CI datasets#

All the datasets for the Continuous Integration (CI) have been moved to https://gitlab.esrf.fr/tomotools/ci_datasets

Tomoscan embed the necessary code to retrieve dataset from this project. The class to use is “GitlabProject”. Here is an example:

from tomoscan.tests.datasets import GitlabProject

# create the class to access the ci_datasets from the 'tomoscan' branch:
GitlabDataset = _GitlabProject(
    branch_name="tomoscan",
    host="https://gitlab.esrf.fr",
    cache_dir=os.path.join(
        os.path.dirname(__file__),
        "__archive__",
    ),
    token=None,
    project_id=4299,  # id of the project https://gitlab.esrf.fr/tomotools/ci_datasets
)

# access the dataset from
file = GitlabDataset.get_dataset(
    "h5_datasets/frm_edftomomill_twoentries.nx",
)

Cache#

Downloaded files will be saved under the ‘cache_dir’. When user request for a file if this is already in the cache then this won;t be downloaded again.
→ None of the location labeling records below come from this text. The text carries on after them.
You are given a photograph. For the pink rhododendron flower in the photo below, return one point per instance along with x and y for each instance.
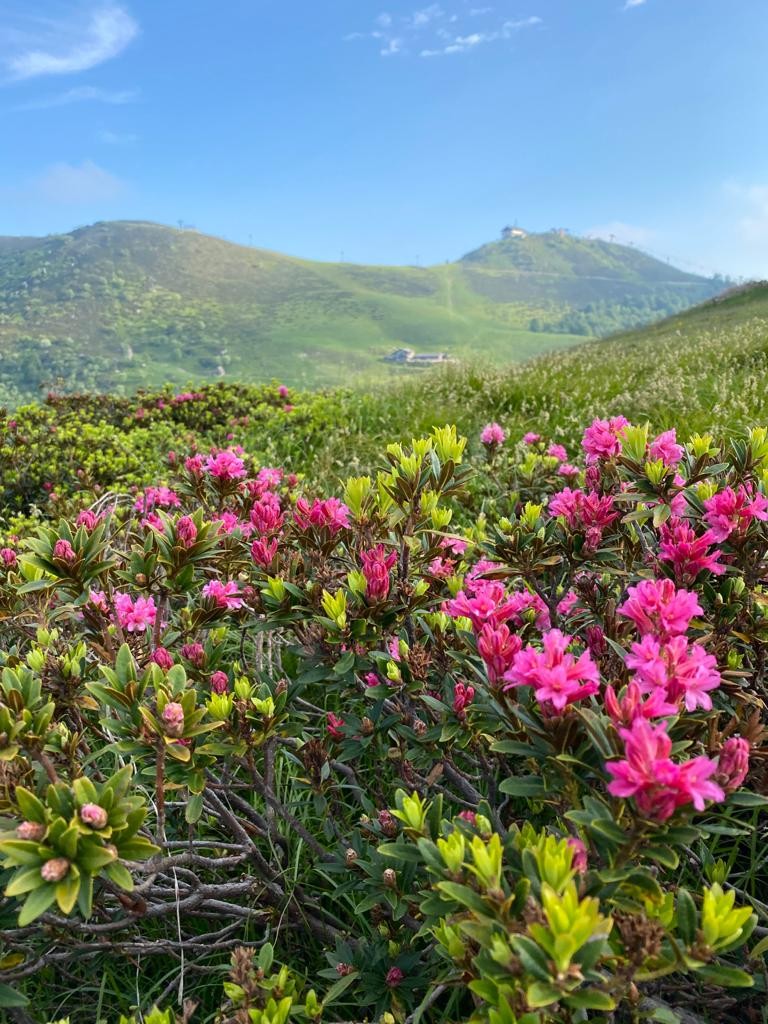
(681, 671)
(224, 595)
(733, 763)
(134, 615)
(377, 565)
(194, 652)
(442, 567)
(334, 725)
(633, 705)
(585, 512)
(687, 553)
(330, 513)
(666, 448)
(266, 515)
(497, 646)
(93, 816)
(602, 438)
(194, 465)
(463, 697)
(153, 521)
(656, 783)
(64, 552)
(228, 522)
(226, 466)
(493, 435)
(731, 511)
(656, 607)
(264, 552)
(566, 604)
(186, 531)
(88, 519)
(163, 658)
(157, 498)
(557, 677)
(580, 862)
(98, 599)
(219, 682)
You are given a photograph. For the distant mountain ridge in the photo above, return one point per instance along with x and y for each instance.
(122, 304)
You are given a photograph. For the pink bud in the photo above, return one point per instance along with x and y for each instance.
(219, 682)
(93, 815)
(733, 763)
(54, 869)
(32, 830)
(173, 719)
(162, 657)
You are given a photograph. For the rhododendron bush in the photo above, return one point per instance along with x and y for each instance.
(479, 736)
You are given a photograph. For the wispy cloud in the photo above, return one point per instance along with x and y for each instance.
(626, 235)
(432, 31)
(85, 93)
(460, 44)
(77, 183)
(69, 46)
(117, 138)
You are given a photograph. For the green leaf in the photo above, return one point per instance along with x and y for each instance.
(686, 916)
(523, 785)
(464, 895)
(541, 994)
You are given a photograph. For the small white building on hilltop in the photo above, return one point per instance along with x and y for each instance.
(409, 357)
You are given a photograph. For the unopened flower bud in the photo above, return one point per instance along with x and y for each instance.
(31, 830)
(93, 815)
(173, 719)
(54, 869)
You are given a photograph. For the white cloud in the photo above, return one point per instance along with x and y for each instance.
(422, 17)
(117, 138)
(81, 94)
(434, 32)
(77, 183)
(64, 48)
(393, 47)
(626, 235)
(460, 44)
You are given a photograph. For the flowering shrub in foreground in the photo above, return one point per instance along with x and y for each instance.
(472, 740)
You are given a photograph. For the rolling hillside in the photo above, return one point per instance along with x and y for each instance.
(120, 305)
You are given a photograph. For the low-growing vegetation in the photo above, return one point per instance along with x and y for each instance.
(477, 735)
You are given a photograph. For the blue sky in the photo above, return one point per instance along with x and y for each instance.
(392, 132)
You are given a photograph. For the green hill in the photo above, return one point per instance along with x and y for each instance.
(125, 304)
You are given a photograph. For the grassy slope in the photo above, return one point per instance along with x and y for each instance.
(128, 304)
(704, 370)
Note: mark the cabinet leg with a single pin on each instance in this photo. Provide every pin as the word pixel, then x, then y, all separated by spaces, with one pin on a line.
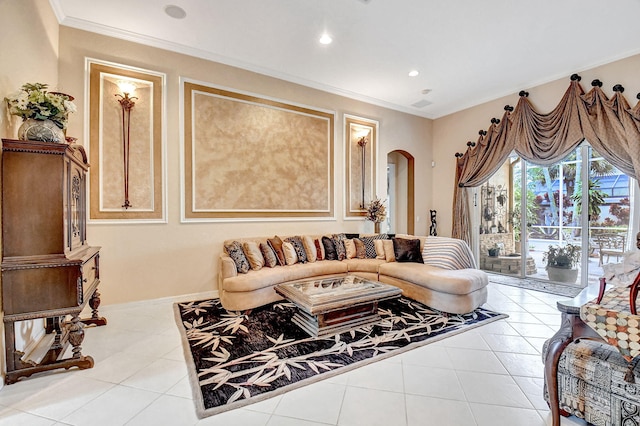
pixel 95 319
pixel 557 344
pixel 76 336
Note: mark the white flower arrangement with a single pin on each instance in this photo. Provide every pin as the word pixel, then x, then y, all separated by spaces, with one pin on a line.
pixel 376 211
pixel 33 101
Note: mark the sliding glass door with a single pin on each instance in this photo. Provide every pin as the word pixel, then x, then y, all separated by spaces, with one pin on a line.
pixel 535 221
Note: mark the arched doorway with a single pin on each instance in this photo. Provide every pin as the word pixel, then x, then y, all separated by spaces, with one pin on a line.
pixel 400 190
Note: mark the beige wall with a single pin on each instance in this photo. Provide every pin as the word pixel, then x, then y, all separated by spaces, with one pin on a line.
pixel 451 133
pixel 29 53
pixel 157 260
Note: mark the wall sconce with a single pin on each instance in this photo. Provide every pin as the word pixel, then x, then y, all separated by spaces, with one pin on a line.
pixel 362 143
pixel 126 104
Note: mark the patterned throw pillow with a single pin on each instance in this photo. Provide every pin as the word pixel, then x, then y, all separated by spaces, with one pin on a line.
pixel 350 248
pixel 270 259
pixel 389 253
pixel 407 250
pixel 329 249
pixel 361 251
pixel 290 254
pixel 276 245
pixel 254 256
pixel 319 249
pixel 309 248
pixel 298 246
pixel 380 249
pixel 234 250
pixel 338 242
Cache can be clear using clear_cache function

How to add new datasets#

The first target of the project is to give access to large dataset for test. So files are expected to use the LFS. If the extension is not already part of the track extension please run

git lfs track "*.iso"

To make sure the file expected to use LFS are correctly registered you can use:

git lfs ls-files

Your large file should be there.

Warning

Please before pushing the modifications to gitlab check that the branch size is still ‘sustainable’ (not taking too much space).